Daughter spearheads 50th support group for pulmonary fibrosis in memory of her father
Breathing in and breathing out is the most natural thing in the world, unless you suffer from the devastating lung disease, Pulmonary Fibrosis. It gradually destroys the lungs, making breathing impossible.
On Thursday 22 February, Northwick Park Hospital, in Harrow, North-West London, is launching a support group for anyone with or affected by Pulmonary Fibrosis. The most common form of the disease, Idiopathic Pulmonary Fibrosis (IPF), kills over 5,000 people a year in the UK – many of them within three years of diagnosis.
This is the 50th patient group in the UK and is supported by the UK charity Action for Pulmonary Fibrosis.
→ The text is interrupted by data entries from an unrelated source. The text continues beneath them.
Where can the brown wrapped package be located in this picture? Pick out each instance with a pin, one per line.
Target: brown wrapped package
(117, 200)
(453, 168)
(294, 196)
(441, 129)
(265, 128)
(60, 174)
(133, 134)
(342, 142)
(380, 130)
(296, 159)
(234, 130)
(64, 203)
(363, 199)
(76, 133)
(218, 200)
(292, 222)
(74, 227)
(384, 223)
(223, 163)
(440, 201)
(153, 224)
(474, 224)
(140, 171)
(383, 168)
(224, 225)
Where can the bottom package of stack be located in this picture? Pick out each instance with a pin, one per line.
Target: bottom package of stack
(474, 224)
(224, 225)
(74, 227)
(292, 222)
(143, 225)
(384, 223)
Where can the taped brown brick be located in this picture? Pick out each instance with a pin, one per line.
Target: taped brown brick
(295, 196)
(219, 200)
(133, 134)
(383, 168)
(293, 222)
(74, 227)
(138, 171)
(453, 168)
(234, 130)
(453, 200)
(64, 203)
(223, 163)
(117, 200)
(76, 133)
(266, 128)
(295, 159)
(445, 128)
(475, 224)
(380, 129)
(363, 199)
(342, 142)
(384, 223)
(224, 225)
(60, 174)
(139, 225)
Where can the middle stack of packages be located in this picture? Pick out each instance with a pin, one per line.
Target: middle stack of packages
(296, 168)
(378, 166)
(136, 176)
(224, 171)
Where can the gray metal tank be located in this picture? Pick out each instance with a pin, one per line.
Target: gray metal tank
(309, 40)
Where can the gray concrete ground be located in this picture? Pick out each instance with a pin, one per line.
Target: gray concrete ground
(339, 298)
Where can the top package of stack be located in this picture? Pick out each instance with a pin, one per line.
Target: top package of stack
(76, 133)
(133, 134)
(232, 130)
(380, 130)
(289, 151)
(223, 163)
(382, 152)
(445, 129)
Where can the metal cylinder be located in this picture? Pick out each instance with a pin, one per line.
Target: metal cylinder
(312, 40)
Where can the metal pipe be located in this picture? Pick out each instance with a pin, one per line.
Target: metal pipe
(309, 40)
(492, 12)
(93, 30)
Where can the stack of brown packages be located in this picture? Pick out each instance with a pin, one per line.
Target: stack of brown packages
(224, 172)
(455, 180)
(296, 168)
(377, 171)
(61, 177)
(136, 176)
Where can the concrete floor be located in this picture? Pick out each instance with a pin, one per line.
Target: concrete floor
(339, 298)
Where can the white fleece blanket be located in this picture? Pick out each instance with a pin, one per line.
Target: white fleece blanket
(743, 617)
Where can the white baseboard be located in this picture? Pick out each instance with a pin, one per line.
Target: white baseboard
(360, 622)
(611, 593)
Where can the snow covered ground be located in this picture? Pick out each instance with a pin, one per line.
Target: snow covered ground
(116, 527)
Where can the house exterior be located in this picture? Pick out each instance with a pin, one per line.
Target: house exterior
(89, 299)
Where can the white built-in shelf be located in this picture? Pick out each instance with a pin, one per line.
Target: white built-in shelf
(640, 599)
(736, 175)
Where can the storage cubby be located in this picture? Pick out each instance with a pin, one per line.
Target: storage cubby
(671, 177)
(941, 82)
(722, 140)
It is being spearheaded at the hospital by Dr Arnab Datta, Consultant Physician in Respiratory Medicine and Sandeep Bansal, a pharmacist. Watford-based Sandeep’s father died of pulmonary fibrosis in 2016.
Speakers at the support group meeting include; Dr Datta, Consultant Physiotherapist Maria Buxton and Steve Jones, Chairman of Action for Pulmonary Fibrosis.
Speaking about her father, Sandeep says:
Seeing Dad suffer the way he did has motivated me to do something to help others who have pulmonary fibrosis so in the future they won’t have to go through what we did.
The thing we all struggled with most was the lack of awareness of Pulmonary Fibrosis. Having the feeling that you just can’t breathe is enough to frighten even the strongest of people. Dad started to become seriously ill in December 2015, but earlier that year Mum had been diagnosed with stage four breast cancer. When Dad needed around the clock care, Mum did not hesitate. My parents lost their battle within months of each other. We are a Punjabi Sikh family who believe in sharing the good times as well as the sad times. Watching my Mum rise to the challenge has inspired me to take this step. If she was able to help make our Dad’s life better whilst being unwell herself, then surely I can continue her good work.
Steve Jones from APF says:
When APF started 5 years ago, there were just a handful of support groups in the UK. We are proud to have worked with health care professionals, patients and families to grow that number to 50, with more to come. As a patient, I know how valuable the support of others is improving the quality of life of patients suffering from this devastating disease. Pulmonary Fibrosis affects all the family and to see the child of a patient so dedicated to helping others affected by the disease is inspiring.